Mesmo assim, no Japão, sociedade fundada em estéticas e características seculares, a aceitação e convívio com os “haafu” ainda é um desafio para muitos.

Praticamente toda a diversidade japonesa vem dos filhos das uniões com estrangeiros, mas representam uma porção pequena, embora crescente, da população. De acordo com o Ministério da Saúde, cerca de 20 mil crianças com um dos pais não japonês nascem todos os anos, o que corresponde a 2% do número total.

E é senso comum a predominância das características físicas orientais nos descendentes de famílias multirraciais.
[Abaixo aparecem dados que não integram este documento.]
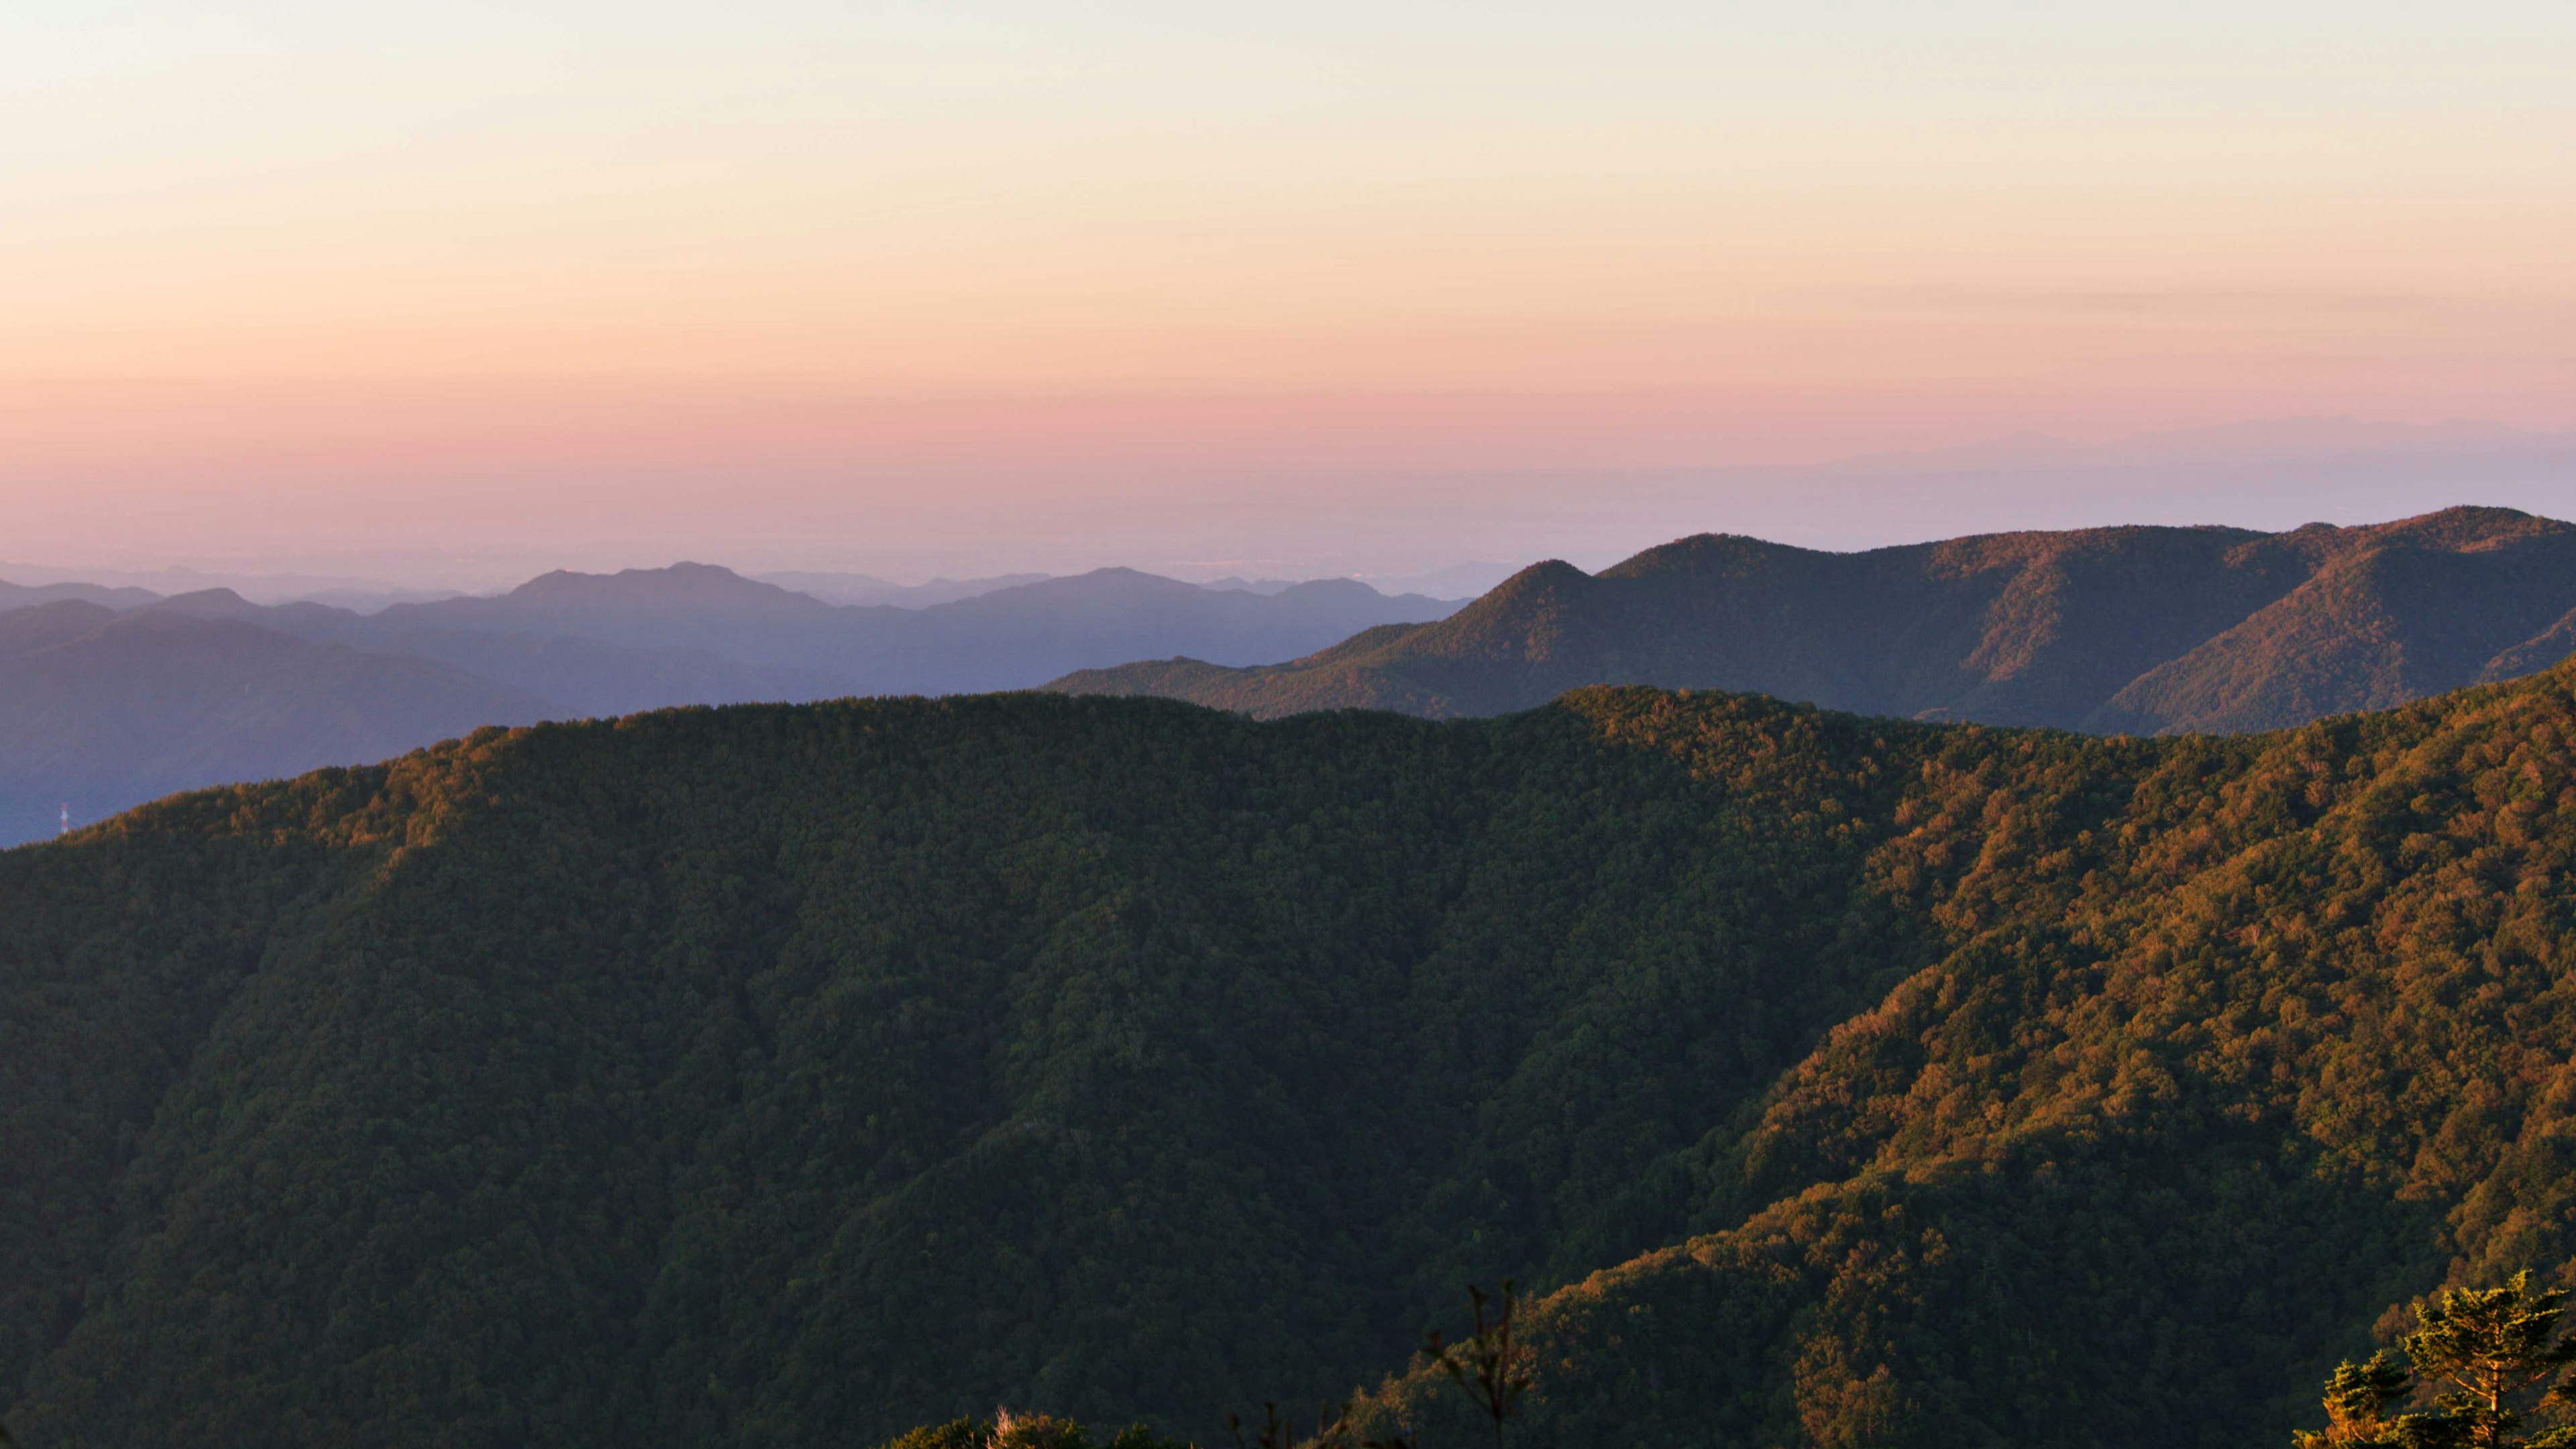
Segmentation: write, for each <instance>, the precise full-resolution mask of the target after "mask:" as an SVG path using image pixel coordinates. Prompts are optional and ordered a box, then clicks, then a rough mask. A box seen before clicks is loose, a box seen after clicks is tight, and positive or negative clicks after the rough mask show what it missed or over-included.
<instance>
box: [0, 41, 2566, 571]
mask: <svg viewBox="0 0 2576 1449" xmlns="http://www.w3.org/2000/svg"><path fill="white" fill-rule="evenodd" d="M2568 57H2576V5H2566V3H2563V0H2561V3H2537V0H2535V3H2491V5H2481V3H2455V5H2439V8H2434V5H2421V3H2409V5H2396V3H2372V0H2344V3H2334V5H2324V3H2262V0H2239V3H2226V5H2215V3H2195V0H2174V3H2164V5H2066V3H1999V0H1960V3H1950V5H1919V3H1847V5H1834V3H1806V5H1777V3H1767V5H1728V3H1695V5H1680V3H1654V5H1646V3H1618V0H1595V3H1589V5H1579V8H1577V5H1525V3H1517V0H1484V3H1473V5H1468V3H1448V0H1376V3H1365V5H1360V3H1340V0H1309V3H1301V5H1206V3H1193V5H1182V3H1118V0H1087V3H1079V5H1074V3H1054V5H1036V3H976V0H951V3H940V5H891V3H863V0H858V3H853V0H842V3H760V0H734V3H729V5H670V3H657V0H621V3H590V0H582V3H572V0H551V3H513V5H500V3H474V0H464V3H446V5H389V3H366V0H340V3H332V5H307V3H276V0H245V3H237V5H224V8H214V5H183V3H160V0H152V3H116V0H77V3H70V0H13V3H10V5H5V8H0V559H33V562H49V565H72V562H100V565H108V562H116V565H131V567H144V565H196V567H278V570H319V572H355V575H368V578H402V580H415V583H446V580H461V578H466V575H477V572H492V575H502V572H510V570H520V567H528V565H536V567H551V565H556V562H567V565H574V567H616V565H654V562H670V559H672V557H719V559H721V562H737V565H742V567H848V570H868V572H886V575H899V578H904V575H909V578H922V575H930V572H951V575H956V572H1002V570H1020V567H1038V570H1054V572H1061V570H1072V567H1092V565H1105V562H1133V565H1149V567H1164V570H1170V572H1190V570H1200V572H1242V570H1255V572H1262V570H1267V572H1404V570H1427V567H1440V565H1448V562H1461V559H1468V557H1546V554H1569V557H1577V554H1582V557H1577V562H1587V567H1592V565H1597V562H1610V557H1618V554H1620V552H1628V549H1633V547H1643V544H1651V541H1659V539H1662V536H1669V534H1672V531H1692V529H1731V526H1741V529H1752V526H1762V529H1770V531H1775V534H1801V536H1803V539H1814V541H1819V544H1829V547H1857V544H1870V541H1896V539H1893V536H1891V534H1901V531H1906V529H1917V531H1919V529H1929V531H1935V534H1942V531H1960V529H1950V526H1945V523H1973V526H2014V523H2017V521H2030V523H2038V521H2043V518H2048V521H2066V518H2079V521H2112V518H2115V516H2141V513H2151V511H2177V508H2182V511H2197V513H2192V518H2195V521H2239V523H2262V526H2275V523H2295V521H2300V518H2308V516H2313V518H2331V516H2339V511H2349V508H2357V505H2365V503H2367V505H2372V508H2380V505H2385V508H2411V505H2437V503H2447V500H2468V498H2470V495H2476V498H2481V500H2517V503H2524V505H2532V503H2537V505H2548V503H2550V498H2553V492H2550V490H2553V487H2558V480H2566V477H2571V474H2566V472H2550V467H2555V464H2550V467H2543V464H2530V462H2524V464H2517V467H2519V472H2514V469H2504V472H2501V474H2499V472H2496V469H2494V467H2488V469H2486V472H2481V467H2483V464H2481V467H2455V459H2450V454H2442V456H2445V459H2450V462H2439V464H2437V462H2427V459H2432V456H2434V454H2439V449H2437V451H2434V454H2424V451H2421V449H2414V446H2411V443H2409V446H2398V449H2396V454H2391V451H2388V449H2383V446H2378V443H2372V449H2370V451H2372V459H2378V462H2372V464H2370V467H2367V469H2362V472H2367V477H2370V480H2375V482H2367V485H2365V482H2352V477H2347V474H2336V472H2334V469H2326V472H2318V469H2316V467H2308V464H2303V467H2298V469H2272V472H2264V474H2262V480H2254V482H2249V477H2251V474H2244V472H2236V474H2228V472H2226V469H2215V472H2213V469H2210V467H2200V464H2195V467H2197V472H2195V469H2190V467H2187V469H2182V472H2169V474H2154V477H2148V474H2138V472H2136V469H2130V472H2120V469H2125V467H2128V464H2125V462H2123V459H2125V456H2128V454H2120V456H2112V454H2099V451H2097V454H2089V462H2087V464H2084V467H2074V469H2071V472H2069V469H2061V472H2050V474H2035V472H2030V469H2020V472H2012V469H2007V472H2012V477H2017V480H2020V482H2017V485H2014V482H1999V477H2002V474H1996V472H1994V469H1991V467H1986V469H1984V472H1978V469H1958V467H1927V469H1917V472H1911V474H1906V492H1904V498H1906V500H1911V503H1906V505H1904V508H1896V505H1870V503H1868V500H1865V498H1862V495H1855V492H1850V490H1842V492H1837V490H1834V487H1814V480H1816V477H1819V474H1816V472H1811V469H1819V467H1824V469H1829V472H1832V469H1842V472H1850V469H1855V467H1857V469H1860V472H1868V474H1873V477H1886V469H1883V467H1880V464H1842V462H1837V459H1886V456H1924V454H1937V451H1942V449H1963V446H1984V443H1989V441H1994V438H2017V436H2030V433H2040V436H2050V438H2071V441H2076V443H2087V446H2094V449H2102V446H2112V441H2117V438H2138V436H2166V433H2174V431H2184V433H2187V431H2200V428H2213V425H2236V423H2254V420H2311V418H2347V420H2354V423H2352V425H2354V428H2365V431H2367V428H2388V425H2414V428H2434V425H2445V423H2452V420H2476V423H2486V425H2496V428H2512V431H2519V433H2522V436H2524V438H2522V443H2514V446H2519V449H2524V454H2532V449H2537V454H2550V449H2553V446H2558V443H2555V441H2553V438H2558V436H2561V433H2563V431H2568V428H2571V425H2576V266H2571V263H2568V258H2576V88H2568V85H2566V64H2568ZM2372 436H2375V438H2380V436H2378V433H2372ZM2427 436H2434V433H2427ZM2530 436H2537V438H2543V441H2540V443H2530ZM2439 438H2447V443H2458V441H2460V438H2470V443H2468V446H2470V449H2473V451H2478V449H2486V451H2488V454H2491V451H2494V446H2496V443H2494V438H2491V436H2486V433H2476V431H2470V433H2460V431H2458V428H2452V433H2439ZM2481 438H2483V441H2481ZM2380 441H2385V438H2380ZM2447 443H2445V446H2447ZM2524 443H2530V446H2524ZM2336 449H2342V451H2349V449H2344V443H2334V446H2329V451H2336ZM2411 449H2414V451H2411ZM2146 451H2156V446H2146ZM2537 454H2535V456H2537ZM1981 456H1989V462H1991V456H1999V454H1981ZM2336 456H2339V454H2336ZM2391 456H2396V459H2398V462H2396V464H2391V462H2388V459H2391ZM2406 456H2414V459H2416V462H2414V464H2406V462H2403V459H2406ZM2481 456H2483V454H2481ZM2550 456H2558V454H2550ZM2014 467H2017V464H2014ZM2391 467H2396V469H2398V472H2396V474H2391V472H2388V469H2391ZM2409 467H2411V472H2409ZM1801 469H1808V472H1801ZM1873 469H1878V472H1873ZM2105 469H2110V472H2105ZM2372 469H2375V472H2372ZM1842 472H1837V477H1842ZM2213 477H2236V480H2239V485H2231V487H2210V480H2213ZM2159 480H2161V482H2159ZM2195 480H2197V482H2195ZM2257 482H2259V485H2257ZM2463 490H2468V492H2463ZM2481 490H2483V492H2481ZM2566 492H2576V482H2571V485H2568V487H2566ZM1806 495H1814V498H1806ZM1855 498H1862V503H1855ZM1868 498H1883V495H1868Z"/></svg>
Só que esta verdade não vale para a Miss do Japão 2015: sua herança genética faz com  que pareça “não tão japonesa assim” aos olhos dos mais conservadores. 
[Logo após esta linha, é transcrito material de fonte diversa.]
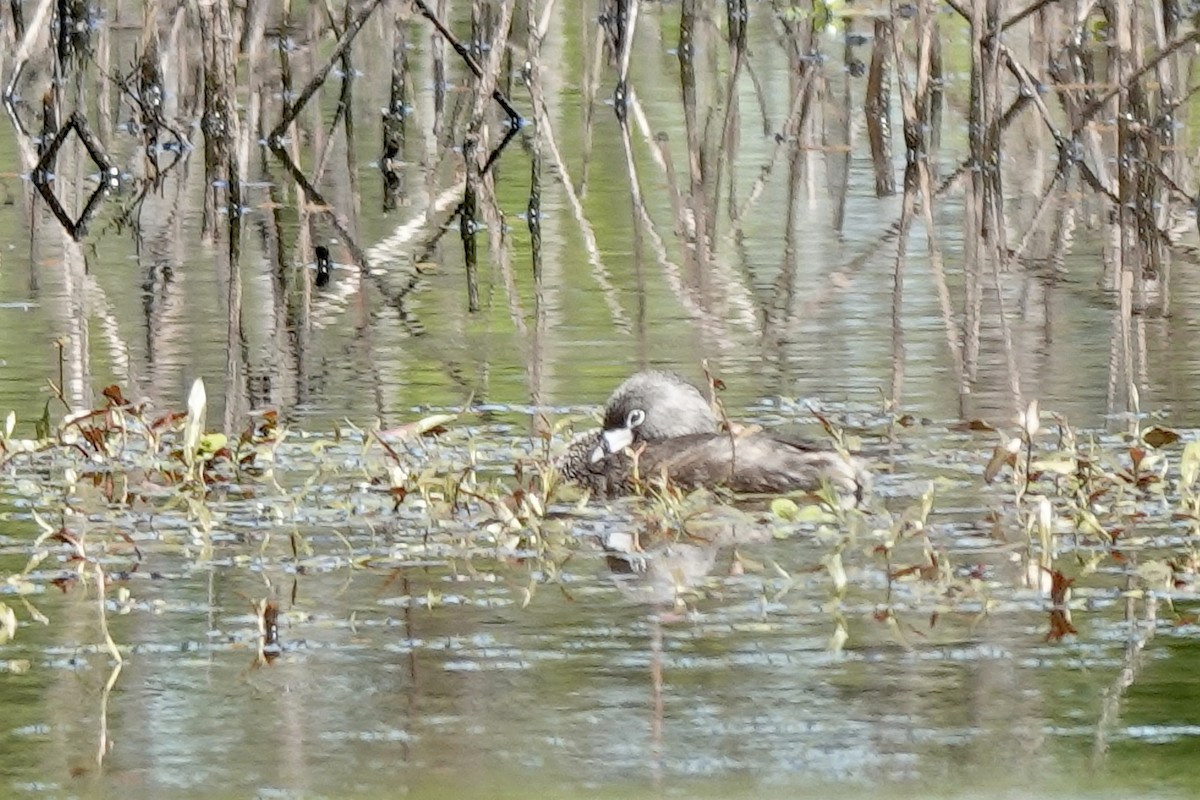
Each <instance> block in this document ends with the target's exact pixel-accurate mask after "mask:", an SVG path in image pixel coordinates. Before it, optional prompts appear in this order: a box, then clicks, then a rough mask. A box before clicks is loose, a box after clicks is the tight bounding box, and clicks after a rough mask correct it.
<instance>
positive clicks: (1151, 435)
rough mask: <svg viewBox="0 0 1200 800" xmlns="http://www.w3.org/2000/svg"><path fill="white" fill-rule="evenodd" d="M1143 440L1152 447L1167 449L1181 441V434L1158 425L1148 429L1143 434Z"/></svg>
mask: <svg viewBox="0 0 1200 800" xmlns="http://www.w3.org/2000/svg"><path fill="white" fill-rule="evenodd" d="M1141 440H1142V441H1145V443H1146V444H1147V445H1150V446H1151V447H1165V446H1166V445H1174V444H1175V443H1176V441H1178V440H1180V434H1178V433H1176V432H1175V431H1171V429H1170V428H1160V427H1158V426H1157V425H1156V426H1153V427H1151V428H1146V429H1145V431H1144V432H1142V434H1141Z"/></svg>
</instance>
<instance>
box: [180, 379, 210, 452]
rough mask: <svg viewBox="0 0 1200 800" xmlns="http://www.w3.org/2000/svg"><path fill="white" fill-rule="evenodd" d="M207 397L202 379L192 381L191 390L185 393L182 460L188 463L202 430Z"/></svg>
mask: <svg viewBox="0 0 1200 800" xmlns="http://www.w3.org/2000/svg"><path fill="white" fill-rule="evenodd" d="M208 407H209V397H208V393H206V392H205V391H204V379H203V378H197V379H196V380H194V381H192V391H190V392H188V393H187V420H186V421H185V422H184V462H185V463H186V464H188V465H191V464H192V462H193V459H194V458H196V449H197V447H198V446H199V444H200V434H202V433H203V432H204V416H205V414H206V411H208Z"/></svg>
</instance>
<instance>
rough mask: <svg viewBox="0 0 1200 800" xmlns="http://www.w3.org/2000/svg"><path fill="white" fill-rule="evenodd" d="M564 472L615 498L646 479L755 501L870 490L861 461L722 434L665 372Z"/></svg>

Ariana possui fortes características negras, feições, cor de pele, olhos e cabelos, dentro de um país onde a população não está habituada com a diversidade e estranha características físicas de pessoas de nações próximas, como Coréia do Sul e China. 


Depois das passarelas, em agosto de 2017, Ariana tornouse- embaixadora honorária do turismo de sua cidade natal, Sasebo, que abriga a base naval dos EUA em que seu pai estava estacionado, quando conheceu sua mãe.

Entre dezembro de 2017 e abril de 2021, a ex-miss anunciou seu casamento com um homem de Hong Kong e o nascimento de dois filhos.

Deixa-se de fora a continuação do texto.